Siempre se ha considerado el nacimiento de un nuevo individuo como un acontecimiento muy importante, pero hasta el siglo XIX no llegó a comprenderse con precisión el complejo proceso reproductor.
Todos los mamíferos, incluido el hombre, se multiplican por reproducción sexual. En el siglo XVII, el renombrado microscopista holandés Antón von Leeuwenhoek construyó un microscopio que le permitió ver que el semen (fluido emitido por el macho en la cópula) contenía pequeñas células cabezudas, los espermatozoides o células masculinas.
Las células femeninas correspondientes, los óvulos, no se descubrieron hasta 1827, año en que Karl Ernst von Baer, pionero de la embriología, las observó. En este intervalo se discutió acaloradamente acerca de los papeles respectivos del espermatozoide, llamado también espermio y espermatozoo, y el óvulo: algunos creían que el espermatozoide contenía un homúnculo o ser humano en miniatura y que la función del óvulo se limitaba a proporcionarle alimento a lo largo de la gestación.

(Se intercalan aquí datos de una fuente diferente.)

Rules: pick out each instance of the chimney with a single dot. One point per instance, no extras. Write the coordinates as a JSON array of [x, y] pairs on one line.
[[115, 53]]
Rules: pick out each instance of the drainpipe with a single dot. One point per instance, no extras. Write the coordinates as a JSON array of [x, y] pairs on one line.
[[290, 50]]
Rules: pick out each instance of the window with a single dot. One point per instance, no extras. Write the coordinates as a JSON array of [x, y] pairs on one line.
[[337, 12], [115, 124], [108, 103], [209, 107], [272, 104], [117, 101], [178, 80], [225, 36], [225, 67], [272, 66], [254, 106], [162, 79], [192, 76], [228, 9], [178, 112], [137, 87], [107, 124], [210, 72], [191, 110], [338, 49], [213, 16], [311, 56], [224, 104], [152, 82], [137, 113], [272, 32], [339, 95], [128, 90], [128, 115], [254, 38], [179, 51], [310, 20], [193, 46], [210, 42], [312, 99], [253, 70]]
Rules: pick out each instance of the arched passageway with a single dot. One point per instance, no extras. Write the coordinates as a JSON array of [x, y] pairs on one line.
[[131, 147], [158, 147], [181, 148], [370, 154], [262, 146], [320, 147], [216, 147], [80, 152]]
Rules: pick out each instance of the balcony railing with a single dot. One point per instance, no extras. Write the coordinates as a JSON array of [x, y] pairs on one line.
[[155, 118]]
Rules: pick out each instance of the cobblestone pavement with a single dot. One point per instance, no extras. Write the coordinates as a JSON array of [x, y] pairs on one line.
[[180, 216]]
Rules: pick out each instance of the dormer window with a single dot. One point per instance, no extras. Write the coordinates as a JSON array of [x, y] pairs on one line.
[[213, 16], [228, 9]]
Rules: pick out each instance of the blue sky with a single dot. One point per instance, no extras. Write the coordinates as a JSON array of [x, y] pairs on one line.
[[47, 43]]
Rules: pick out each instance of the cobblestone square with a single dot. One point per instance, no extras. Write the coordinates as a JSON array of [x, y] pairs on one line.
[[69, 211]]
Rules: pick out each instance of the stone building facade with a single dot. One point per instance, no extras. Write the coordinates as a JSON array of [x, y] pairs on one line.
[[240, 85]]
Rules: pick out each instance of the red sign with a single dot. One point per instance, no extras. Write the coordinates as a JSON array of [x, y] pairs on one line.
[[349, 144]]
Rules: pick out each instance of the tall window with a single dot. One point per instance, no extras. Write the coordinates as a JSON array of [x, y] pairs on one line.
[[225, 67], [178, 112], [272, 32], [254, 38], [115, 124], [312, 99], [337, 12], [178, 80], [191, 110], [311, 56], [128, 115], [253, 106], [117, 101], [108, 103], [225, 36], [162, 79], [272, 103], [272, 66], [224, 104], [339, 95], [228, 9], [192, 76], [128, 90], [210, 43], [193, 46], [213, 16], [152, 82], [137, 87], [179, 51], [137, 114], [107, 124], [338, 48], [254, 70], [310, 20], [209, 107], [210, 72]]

La postura contraria postulaba que el papel del espermio era activar el ser humano preformado que se encontraba en el óvulo. En la actualidad sabemos que los homúnculos no existen y que los organismos complejos se forman mediante división celular controlada por los genes que cada célula contiene y que dirigen el desarrollo de la totalidad. Esto explica por qué los niños tienen características tanto del padre como de la madre. El óvulo y el espermatozoide tienen, pues, la misma importancia.

El término homúnculo, según Wikipedia, parece haber sido usado por primera vez por el alquimista Paracelso, quien una vez afirmó haber creado un homúnculo al intentar encontrar la piedra filosofal. La criatura no habría medido más de 30 centímetros de alto y hacía el trabajo normalmente asociado con los golems. Sin embargo, tras poco tiempo, el homúnculo se volvía contra su creador y huía. Actualmente la definción de la RAE es: Ser con características humanas, generalmente deforme y creado artificialmente.